I've heard the max size is around 7500MB, but if that's the case, it should be written somewhere.
Does anyone know anything about this? Thanks! Yes there are a few different ports for the N64, but in all cases except for Mame 64, it defaults to using either an ATA or SCSI interface (ie PATA or SATA). The maximum theoretical data transfer rate for the N64 is 2.4Gbps, but this only takes into account transfers of individual pixel tiles. If you're transferring full screens of data, it doesn't really matter what the transfer rate is as you're going to be running out of bandwidth regardless of the bit rate. Instead, the throughput of a single frame is more relevant to the question of what the N64 can run at and what framerate it can manage, assuming the user doesn't use any non-standard methods for video rendering.
The N64 is limited by the CPU to only being able to perform so many pixel tile transfers per second, and by the bus speed to being able to transfer so many bytes per second. The maximum number of frames it can display per second is therefore dependent on the two: Number of pixels per tile. Number of pixels transferred per tile. The first one depends on the internal resolution (the number of pixels per row) and whether it's been stretched (the number of rows). The latter one will vary depending on how much data is required to do one of these. For a 640x240 screen, a single 8-bit value occupies 40 bits, which means 40 pixels per transfer. I haven't had the chance to play with the internal clock speeds yet, so I don't know how many transfers are performed per tile, but it's probably somewhere between 15-25 in line with the specs quoted in another answer. With the default settings, the N64 is limited to 60fps, requiring 60 pixel transfers per frame.
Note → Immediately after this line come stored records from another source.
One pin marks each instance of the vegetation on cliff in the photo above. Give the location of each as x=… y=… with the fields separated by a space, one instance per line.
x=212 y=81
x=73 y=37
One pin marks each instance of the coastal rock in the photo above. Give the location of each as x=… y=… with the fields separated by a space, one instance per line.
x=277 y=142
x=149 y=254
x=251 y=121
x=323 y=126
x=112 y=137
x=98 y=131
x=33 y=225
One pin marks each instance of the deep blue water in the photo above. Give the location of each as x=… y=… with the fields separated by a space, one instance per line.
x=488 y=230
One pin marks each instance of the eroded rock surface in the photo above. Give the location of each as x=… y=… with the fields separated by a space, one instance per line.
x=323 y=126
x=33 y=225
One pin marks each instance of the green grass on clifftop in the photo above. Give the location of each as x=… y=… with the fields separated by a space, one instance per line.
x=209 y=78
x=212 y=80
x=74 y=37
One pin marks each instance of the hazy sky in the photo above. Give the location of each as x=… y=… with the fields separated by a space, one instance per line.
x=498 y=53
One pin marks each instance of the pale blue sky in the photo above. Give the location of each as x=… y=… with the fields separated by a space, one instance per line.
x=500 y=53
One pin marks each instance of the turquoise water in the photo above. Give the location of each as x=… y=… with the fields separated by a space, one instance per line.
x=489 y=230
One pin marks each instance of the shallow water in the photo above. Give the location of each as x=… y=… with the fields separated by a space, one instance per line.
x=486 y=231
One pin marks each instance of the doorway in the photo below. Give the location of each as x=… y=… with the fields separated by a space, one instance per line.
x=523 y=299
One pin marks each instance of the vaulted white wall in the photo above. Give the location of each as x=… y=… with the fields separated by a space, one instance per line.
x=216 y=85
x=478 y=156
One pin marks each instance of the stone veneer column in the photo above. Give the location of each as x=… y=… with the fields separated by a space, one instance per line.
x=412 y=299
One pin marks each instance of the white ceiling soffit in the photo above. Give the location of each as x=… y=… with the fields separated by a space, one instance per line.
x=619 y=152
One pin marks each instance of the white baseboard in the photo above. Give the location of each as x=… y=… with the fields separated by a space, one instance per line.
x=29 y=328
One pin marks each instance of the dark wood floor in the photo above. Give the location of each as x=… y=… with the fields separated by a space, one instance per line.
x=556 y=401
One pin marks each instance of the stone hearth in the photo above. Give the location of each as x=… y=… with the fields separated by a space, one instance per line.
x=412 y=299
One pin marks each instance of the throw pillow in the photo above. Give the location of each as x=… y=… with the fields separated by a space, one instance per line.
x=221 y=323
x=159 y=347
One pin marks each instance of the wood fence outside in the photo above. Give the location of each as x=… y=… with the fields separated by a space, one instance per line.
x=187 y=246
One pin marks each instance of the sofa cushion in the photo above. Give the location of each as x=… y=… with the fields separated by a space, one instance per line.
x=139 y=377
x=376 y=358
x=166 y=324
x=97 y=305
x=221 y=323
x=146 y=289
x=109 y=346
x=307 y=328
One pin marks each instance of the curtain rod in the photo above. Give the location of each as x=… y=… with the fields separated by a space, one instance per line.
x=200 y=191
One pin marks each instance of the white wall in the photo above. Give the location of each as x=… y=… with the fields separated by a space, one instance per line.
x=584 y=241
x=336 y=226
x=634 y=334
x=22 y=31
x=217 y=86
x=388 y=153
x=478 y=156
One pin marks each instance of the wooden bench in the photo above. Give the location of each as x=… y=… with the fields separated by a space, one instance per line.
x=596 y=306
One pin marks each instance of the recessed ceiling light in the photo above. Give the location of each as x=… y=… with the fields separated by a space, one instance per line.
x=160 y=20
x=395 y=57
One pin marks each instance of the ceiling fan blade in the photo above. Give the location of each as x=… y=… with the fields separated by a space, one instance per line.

It should be mentioned that the N64 supports resolutions outside the bounds of the internal native mode of 320x240 or 640x240 (for PAL and NTSC), but the actual max. Display resolution varies depending on the hardware used to drive the display. The N64, for example, can display a 1280x1024 display if it's interfaced to a DSP that can output in this mode.
What is the MTU of a switch?
Typically is it in the range of 40-100G.
That's a lot of bandwidth on a port. With a good NIC that will use a significant amount of processing and storage resources. As an example, you could see a 6G interface using 8GB/s of bandwidth. That's 4x8G (the most basic mode) plus 1 for the FCS and 2 for alignment, and 1 for each byte of VLAN/MAC header.
You're far better off connecting lots of smaller interfaces to your core and then aggregating them at the management interface. You could put the management switches under a single management VM, but I don't recommend that as it is hard to make VM aware of each other. (There's always the issue of IP aliasing, though.